Comparison of hyperelastic micromorphic, micropolar and microstrain continua

• The transition from a hyperelastic micromorphic continuum to micropolar and microstrain continua is demonstrated.
• A new additive micromorphic continuum model is proposed.
• The model encompasses the micromorphic, micropolar and microstrain continua as special cases.
• Numerical examples are presented to compare the different models.
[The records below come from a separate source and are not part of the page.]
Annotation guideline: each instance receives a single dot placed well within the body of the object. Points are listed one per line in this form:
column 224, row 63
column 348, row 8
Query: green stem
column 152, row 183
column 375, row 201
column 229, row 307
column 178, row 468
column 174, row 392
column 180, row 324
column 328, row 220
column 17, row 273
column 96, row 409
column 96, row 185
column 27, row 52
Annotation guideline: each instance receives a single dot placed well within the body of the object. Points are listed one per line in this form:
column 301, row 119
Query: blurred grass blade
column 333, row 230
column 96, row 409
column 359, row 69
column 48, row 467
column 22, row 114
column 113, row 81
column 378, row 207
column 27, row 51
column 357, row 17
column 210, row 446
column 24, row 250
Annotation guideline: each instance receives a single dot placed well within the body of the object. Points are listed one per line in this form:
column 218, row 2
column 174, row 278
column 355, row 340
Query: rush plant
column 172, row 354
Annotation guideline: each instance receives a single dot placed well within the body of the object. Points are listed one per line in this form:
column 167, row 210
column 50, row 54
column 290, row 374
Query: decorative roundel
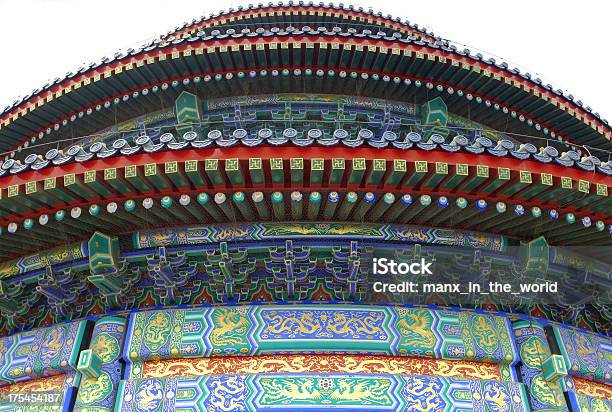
column 239, row 134
column 290, row 133
column 341, row 134
column 215, row 134
column 75, row 212
column 369, row 197
column 413, row 137
column 365, row 134
column 50, row 155
column 147, row 203
column 184, row 200
column 315, row 133
column 166, row 138
column 390, row 136
column 461, row 202
column 142, row 140
column 190, row 136
column 31, row 158
column 436, row 138
column 553, row 214
column 94, row 148
column 519, row 210
column 118, row 144
column 265, row 133
column 506, row 144
column 220, row 198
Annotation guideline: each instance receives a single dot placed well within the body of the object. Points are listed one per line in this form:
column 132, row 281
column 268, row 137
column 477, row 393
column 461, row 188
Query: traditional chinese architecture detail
column 192, row 225
column 230, row 270
column 172, row 275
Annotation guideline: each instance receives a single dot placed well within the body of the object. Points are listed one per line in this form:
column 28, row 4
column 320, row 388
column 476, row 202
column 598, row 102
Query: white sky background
column 568, row 43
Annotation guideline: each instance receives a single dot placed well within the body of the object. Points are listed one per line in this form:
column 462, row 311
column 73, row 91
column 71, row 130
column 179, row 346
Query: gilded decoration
column 367, row 364
column 593, row 389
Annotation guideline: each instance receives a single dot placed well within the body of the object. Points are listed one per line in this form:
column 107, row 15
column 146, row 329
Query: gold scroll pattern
column 593, row 389
column 367, row 364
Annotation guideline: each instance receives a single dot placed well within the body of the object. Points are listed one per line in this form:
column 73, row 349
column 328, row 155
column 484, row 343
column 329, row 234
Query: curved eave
column 534, row 186
column 293, row 14
column 508, row 93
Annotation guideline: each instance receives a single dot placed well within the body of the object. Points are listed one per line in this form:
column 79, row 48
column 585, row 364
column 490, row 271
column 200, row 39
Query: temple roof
column 213, row 50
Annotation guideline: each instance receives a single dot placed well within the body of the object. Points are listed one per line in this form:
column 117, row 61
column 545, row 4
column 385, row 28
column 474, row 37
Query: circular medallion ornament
column 106, row 347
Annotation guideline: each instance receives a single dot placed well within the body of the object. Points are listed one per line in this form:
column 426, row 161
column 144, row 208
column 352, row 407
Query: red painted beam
column 307, row 153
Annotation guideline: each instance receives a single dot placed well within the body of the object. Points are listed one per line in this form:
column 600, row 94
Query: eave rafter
column 77, row 195
column 174, row 62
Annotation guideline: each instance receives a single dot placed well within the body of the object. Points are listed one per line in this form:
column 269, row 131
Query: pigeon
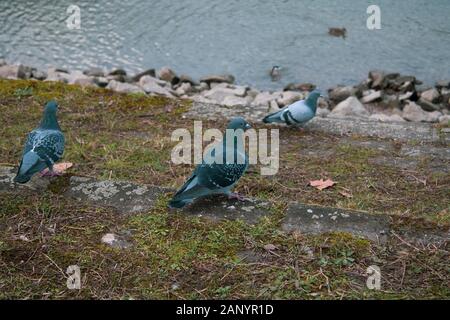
column 298, row 113
column 217, row 174
column 44, row 146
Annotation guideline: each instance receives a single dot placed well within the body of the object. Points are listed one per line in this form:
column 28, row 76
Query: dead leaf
column 322, row 184
column 346, row 194
column 59, row 167
column 270, row 247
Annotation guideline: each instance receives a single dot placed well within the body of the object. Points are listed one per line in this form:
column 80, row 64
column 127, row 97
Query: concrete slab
column 315, row 220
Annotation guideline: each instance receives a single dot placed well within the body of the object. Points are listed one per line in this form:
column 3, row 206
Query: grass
column 118, row 136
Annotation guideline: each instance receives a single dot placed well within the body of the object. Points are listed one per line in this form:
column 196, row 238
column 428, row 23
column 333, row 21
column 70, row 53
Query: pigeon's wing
column 49, row 145
column 225, row 174
column 299, row 112
column 276, row 117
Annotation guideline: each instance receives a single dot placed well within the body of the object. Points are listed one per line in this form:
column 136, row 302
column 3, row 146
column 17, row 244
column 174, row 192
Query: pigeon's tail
column 31, row 163
column 187, row 193
column 273, row 118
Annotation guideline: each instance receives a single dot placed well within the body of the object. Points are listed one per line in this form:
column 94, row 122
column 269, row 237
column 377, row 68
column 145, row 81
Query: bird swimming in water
column 275, row 73
column 44, row 146
column 217, row 174
column 297, row 113
column 337, row 32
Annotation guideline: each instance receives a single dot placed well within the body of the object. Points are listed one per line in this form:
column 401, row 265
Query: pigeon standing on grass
column 297, row 113
column 44, row 146
column 217, row 174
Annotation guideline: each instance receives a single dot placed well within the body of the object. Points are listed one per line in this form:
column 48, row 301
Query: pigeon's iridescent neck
column 49, row 121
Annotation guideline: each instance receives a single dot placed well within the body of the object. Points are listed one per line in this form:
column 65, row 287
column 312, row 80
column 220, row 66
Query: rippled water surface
column 244, row 38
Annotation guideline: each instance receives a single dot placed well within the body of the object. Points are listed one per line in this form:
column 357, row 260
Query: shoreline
column 383, row 97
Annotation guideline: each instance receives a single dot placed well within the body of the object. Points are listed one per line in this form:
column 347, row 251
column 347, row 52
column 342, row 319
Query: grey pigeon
column 297, row 113
column 217, row 174
column 44, row 146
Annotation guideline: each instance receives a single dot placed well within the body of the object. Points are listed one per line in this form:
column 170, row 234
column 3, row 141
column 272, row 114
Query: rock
column 376, row 95
column 340, row 93
column 152, row 85
column 288, row 97
column 15, row 72
column 148, row 72
column 376, row 79
column 118, row 72
column 102, row 82
column 427, row 105
column 38, row 74
column 115, row 241
column 184, row 88
column 322, row 112
column 299, row 87
column 413, row 112
column 187, row 79
column 430, row 95
column 445, row 119
column 94, row 72
column 443, row 84
column 386, row 118
column 349, row 107
column 124, row 87
column 167, row 74
column 273, row 106
column 264, row 98
column 220, row 92
column 231, row 101
column 228, row 78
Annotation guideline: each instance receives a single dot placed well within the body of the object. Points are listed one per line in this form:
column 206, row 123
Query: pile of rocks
column 381, row 97
column 392, row 97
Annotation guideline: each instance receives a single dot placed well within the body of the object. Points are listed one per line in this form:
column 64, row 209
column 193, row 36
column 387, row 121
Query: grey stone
column 315, row 220
column 124, row 87
column 126, row 197
column 300, row 87
column 413, row 112
column 228, row 78
column 349, row 107
column 148, row 72
column 219, row 208
column 288, row 97
column 430, row 95
column 117, row 72
column 264, row 98
column 38, row 74
column 166, row 74
column 339, row 94
column 386, row 118
column 15, row 72
column 372, row 97
column 152, row 86
column 94, row 72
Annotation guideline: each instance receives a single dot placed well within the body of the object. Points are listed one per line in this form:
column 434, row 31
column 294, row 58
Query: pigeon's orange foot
column 48, row 173
column 236, row 196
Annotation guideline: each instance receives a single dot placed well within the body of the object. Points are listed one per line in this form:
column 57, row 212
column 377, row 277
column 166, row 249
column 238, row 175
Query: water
column 244, row 38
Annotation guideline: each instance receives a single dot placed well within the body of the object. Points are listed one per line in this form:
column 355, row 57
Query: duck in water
column 337, row 32
column 275, row 73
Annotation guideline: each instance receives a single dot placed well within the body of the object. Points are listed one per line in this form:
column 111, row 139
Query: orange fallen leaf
column 322, row 184
column 59, row 167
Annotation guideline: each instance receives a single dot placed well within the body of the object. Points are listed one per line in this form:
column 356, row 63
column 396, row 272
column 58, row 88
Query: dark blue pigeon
column 297, row 113
column 44, row 146
column 220, row 170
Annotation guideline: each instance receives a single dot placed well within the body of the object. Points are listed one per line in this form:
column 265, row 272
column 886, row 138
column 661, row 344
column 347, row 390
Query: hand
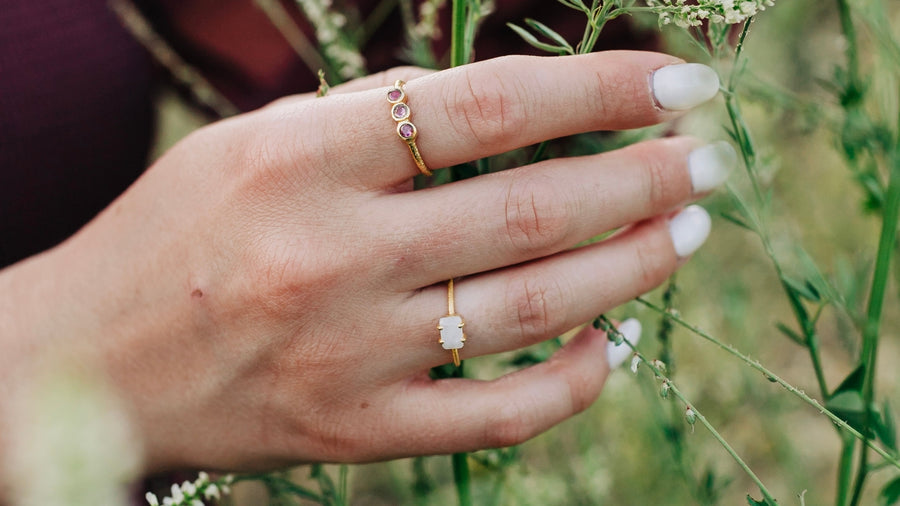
column 268, row 292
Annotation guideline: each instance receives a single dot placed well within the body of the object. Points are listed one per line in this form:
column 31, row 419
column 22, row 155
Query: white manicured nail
column 689, row 230
column 681, row 87
column 711, row 165
column 616, row 355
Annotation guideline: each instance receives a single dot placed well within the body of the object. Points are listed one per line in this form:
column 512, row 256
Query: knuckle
column 661, row 184
column 583, row 388
column 508, row 426
column 537, row 217
column 537, row 306
column 486, row 107
column 651, row 265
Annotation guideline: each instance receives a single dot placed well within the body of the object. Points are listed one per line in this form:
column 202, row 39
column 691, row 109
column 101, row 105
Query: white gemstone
column 451, row 332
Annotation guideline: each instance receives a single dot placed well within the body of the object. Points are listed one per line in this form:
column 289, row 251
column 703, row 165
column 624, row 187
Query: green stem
column 748, row 154
column 845, row 471
column 458, row 54
column 771, row 376
column 712, row 430
column 462, row 479
column 852, row 52
column 869, row 355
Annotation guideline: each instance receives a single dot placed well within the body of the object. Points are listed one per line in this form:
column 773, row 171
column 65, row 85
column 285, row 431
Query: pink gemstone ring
column 400, row 113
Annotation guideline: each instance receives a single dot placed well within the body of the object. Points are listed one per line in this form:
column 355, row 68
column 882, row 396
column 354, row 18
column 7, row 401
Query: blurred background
column 633, row 447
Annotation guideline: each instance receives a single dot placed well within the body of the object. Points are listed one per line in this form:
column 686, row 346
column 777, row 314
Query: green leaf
column 546, row 31
column 753, row 502
column 578, row 5
column 737, row 221
column 886, row 427
column 804, row 290
column 853, row 382
column 890, row 494
column 532, row 40
column 849, row 406
column 793, row 336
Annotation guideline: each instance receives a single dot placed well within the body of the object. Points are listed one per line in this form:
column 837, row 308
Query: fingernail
column 681, row 87
column 616, row 355
column 710, row 165
column 689, row 230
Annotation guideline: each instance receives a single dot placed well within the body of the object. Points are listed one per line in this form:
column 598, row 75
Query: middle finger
column 518, row 215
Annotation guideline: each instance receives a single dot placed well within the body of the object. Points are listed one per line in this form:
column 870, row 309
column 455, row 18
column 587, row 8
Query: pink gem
column 400, row 111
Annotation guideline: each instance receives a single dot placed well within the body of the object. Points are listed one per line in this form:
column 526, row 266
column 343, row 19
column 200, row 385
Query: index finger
column 498, row 105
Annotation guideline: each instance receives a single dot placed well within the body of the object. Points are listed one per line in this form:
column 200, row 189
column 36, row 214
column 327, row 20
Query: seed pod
column 690, row 415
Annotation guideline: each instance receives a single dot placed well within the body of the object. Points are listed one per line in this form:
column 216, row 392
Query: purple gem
column 400, row 111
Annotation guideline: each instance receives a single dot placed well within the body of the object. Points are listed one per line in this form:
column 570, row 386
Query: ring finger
column 521, row 305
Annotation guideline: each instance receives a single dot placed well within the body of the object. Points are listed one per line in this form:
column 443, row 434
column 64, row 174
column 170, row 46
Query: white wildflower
column 212, row 492
column 336, row 45
column 716, row 11
column 635, row 362
column 177, row 494
column 193, row 494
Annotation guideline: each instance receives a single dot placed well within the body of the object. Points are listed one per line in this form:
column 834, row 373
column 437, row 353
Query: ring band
column 452, row 336
column 401, row 112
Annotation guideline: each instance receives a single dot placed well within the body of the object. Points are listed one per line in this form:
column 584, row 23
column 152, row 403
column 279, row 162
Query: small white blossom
column 193, row 494
column 188, row 488
column 635, row 362
column 716, row 11
column 177, row 494
column 212, row 492
column 690, row 415
column 328, row 25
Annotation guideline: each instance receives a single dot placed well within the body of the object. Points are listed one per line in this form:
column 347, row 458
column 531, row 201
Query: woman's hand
column 268, row 292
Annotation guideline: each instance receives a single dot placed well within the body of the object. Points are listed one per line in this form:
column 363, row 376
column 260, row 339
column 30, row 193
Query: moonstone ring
column 450, row 326
column 400, row 112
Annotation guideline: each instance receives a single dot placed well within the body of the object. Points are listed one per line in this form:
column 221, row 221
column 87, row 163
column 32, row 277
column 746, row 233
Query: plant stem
column 771, row 376
column 462, row 479
column 845, row 470
column 869, row 355
column 458, row 53
column 282, row 21
column 712, row 430
column 748, row 153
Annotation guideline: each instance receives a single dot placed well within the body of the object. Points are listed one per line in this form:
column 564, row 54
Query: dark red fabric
column 76, row 114
column 75, row 118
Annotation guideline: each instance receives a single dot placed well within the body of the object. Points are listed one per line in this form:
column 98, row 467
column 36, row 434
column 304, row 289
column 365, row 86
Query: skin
column 267, row 292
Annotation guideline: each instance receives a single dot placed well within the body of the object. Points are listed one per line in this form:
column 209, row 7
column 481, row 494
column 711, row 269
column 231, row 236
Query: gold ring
column 452, row 336
column 400, row 112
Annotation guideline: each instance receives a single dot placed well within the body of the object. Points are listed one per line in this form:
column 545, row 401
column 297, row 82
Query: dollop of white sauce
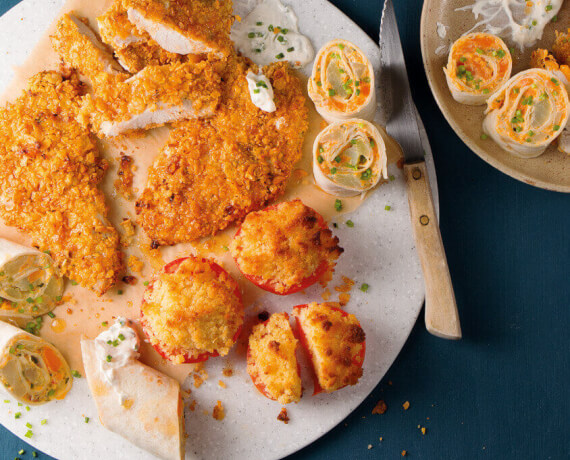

Micromorphic continua are equipped with additional degrees of freedom in comparison to the classical continuum, representing microdeformations of the material points of a body. Secondary they are provided with a higher order gradient. Therefore, they are able to account for material size-effects and to regularize the boundary value problem, when localization phenomena arise. Arbitrary microdeformations are allowed for in the micromorphic continuum, while the special cases micropolar continuum and microstrain continuum merely allow for microrotation and microstrain, respectively. Amongst these cases, the micropolar case has been covered most extensively in the literature. One goal of this paper is to make the transition from a full micromorphic continuum to a micropolar or microstrain continuum, by varying the constitutive equations. To this end two different possibilities are presented for hyperelasticity with large deformations. This leads to four different material models, which are compared and illustrated by numerical examples. Another goal is to present a constitutive model encompassing the micromorphic, micropolar and microstrain continua as special cases and enabling arbitrary mixtures of micropolar and microstrain parts, allowing the representation of versatile material behaviour.